The ABS data quality framework incorporated into the decision cycle is based on a framework developed by Statistics Canada, which identifies six key dimensions of data quality:
Relevance
Accuracy
Timeliness
Accessibility
Interpretability
Coherence
This data quality framework has been published internationally (Brackstone G., "Managing Data Quality in a Statistical Agency", (1999) Survey Methodology, Vol. 25, no. 2, Statistics Canada) and has been recommended by the ANAO as 'better practice' in specifying performance measures ("ATO Performance Reporting under the Outcomes and Outputs Framework, Australian Taxation Office", Audit Report No.46 2000-01, pp63-64.).
More specifically, the six dimensions of quality can be described as follows:
The relevance of statistical information reflects the degree to which it meets the real needs of clients. It is concerned with whether the available information sheds light on the issues most important to users. Relevance is generally described in terms of key user needs, key concepts and classifications used and the scope of the collection (including the reference period). These components are then compared against specific user needs to assess relevance.

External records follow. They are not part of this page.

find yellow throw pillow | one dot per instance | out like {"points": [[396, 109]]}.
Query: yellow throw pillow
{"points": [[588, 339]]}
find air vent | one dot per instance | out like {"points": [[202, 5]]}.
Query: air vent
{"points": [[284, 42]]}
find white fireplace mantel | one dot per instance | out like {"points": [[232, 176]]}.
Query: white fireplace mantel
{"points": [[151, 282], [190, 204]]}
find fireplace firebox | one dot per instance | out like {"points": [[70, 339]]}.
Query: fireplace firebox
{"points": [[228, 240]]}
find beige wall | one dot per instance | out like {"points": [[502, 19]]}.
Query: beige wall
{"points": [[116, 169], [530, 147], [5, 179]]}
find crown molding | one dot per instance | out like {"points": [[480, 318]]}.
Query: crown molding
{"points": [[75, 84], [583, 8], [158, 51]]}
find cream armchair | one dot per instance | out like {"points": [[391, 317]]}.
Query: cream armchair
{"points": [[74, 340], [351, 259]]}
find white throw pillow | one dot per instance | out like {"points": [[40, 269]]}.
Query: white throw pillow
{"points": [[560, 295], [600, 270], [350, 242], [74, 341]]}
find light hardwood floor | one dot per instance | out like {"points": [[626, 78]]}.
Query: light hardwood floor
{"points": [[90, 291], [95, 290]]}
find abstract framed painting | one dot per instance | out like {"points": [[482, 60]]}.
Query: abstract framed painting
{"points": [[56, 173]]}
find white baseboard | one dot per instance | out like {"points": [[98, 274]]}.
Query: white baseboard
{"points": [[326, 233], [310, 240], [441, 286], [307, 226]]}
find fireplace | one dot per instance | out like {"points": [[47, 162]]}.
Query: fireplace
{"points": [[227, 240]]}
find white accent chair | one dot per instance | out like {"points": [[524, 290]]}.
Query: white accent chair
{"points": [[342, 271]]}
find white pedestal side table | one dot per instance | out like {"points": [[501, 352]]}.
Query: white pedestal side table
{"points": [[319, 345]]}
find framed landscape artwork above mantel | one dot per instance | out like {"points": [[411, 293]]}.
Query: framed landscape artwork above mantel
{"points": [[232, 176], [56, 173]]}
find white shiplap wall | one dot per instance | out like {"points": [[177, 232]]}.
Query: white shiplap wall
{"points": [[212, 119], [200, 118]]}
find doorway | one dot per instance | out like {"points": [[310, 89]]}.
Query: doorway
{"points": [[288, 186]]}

The accuracy of statistical information is the degree to which the information correctly describes the phenomena it was designed to measure. It is usually characterised in terms of error in statistical estimates and is traditionally decomposed into bias (systematic error) and variance (random error) components. It may also be described in terms of major sources of error that potentially cause inaccuracy (e.g. sampling, non-response).
The timeliness of statistical information refers to the delay between the reference point (or the end of the reference period) to which the information pertains, and the date on which the information becomes available.
The accessibility of statistical information refers to the ease with which it can be referenced by users. This includes the ease with which the existence of information can be ascertained, as well as the suitability of the form or medium through which the information can be accessed. The cost of the information may also be an aspect of accessibility for some users.
The interpretability of statistical information reflects the availability of the supplementary information and metadata necessary to interpret and utilise it appropriately. This information normally covers the availability and clarity of metadata, including concepts, classifications and measures of accuracy. In addition, interpretability includes the appropriate presentation of data such that it aids in the correct interpretation of the data.
The coherence of statistical information reflects the degree to which it can be successfully brought together with other statistical information within a broad analytic framework and over time. Coherence encompasses the internal consistency of a collection as well as its comparability both over time and with other data sources. The use of standard concepts, classifications and target populations promotes coherence, as does the use of common methodology across surveys.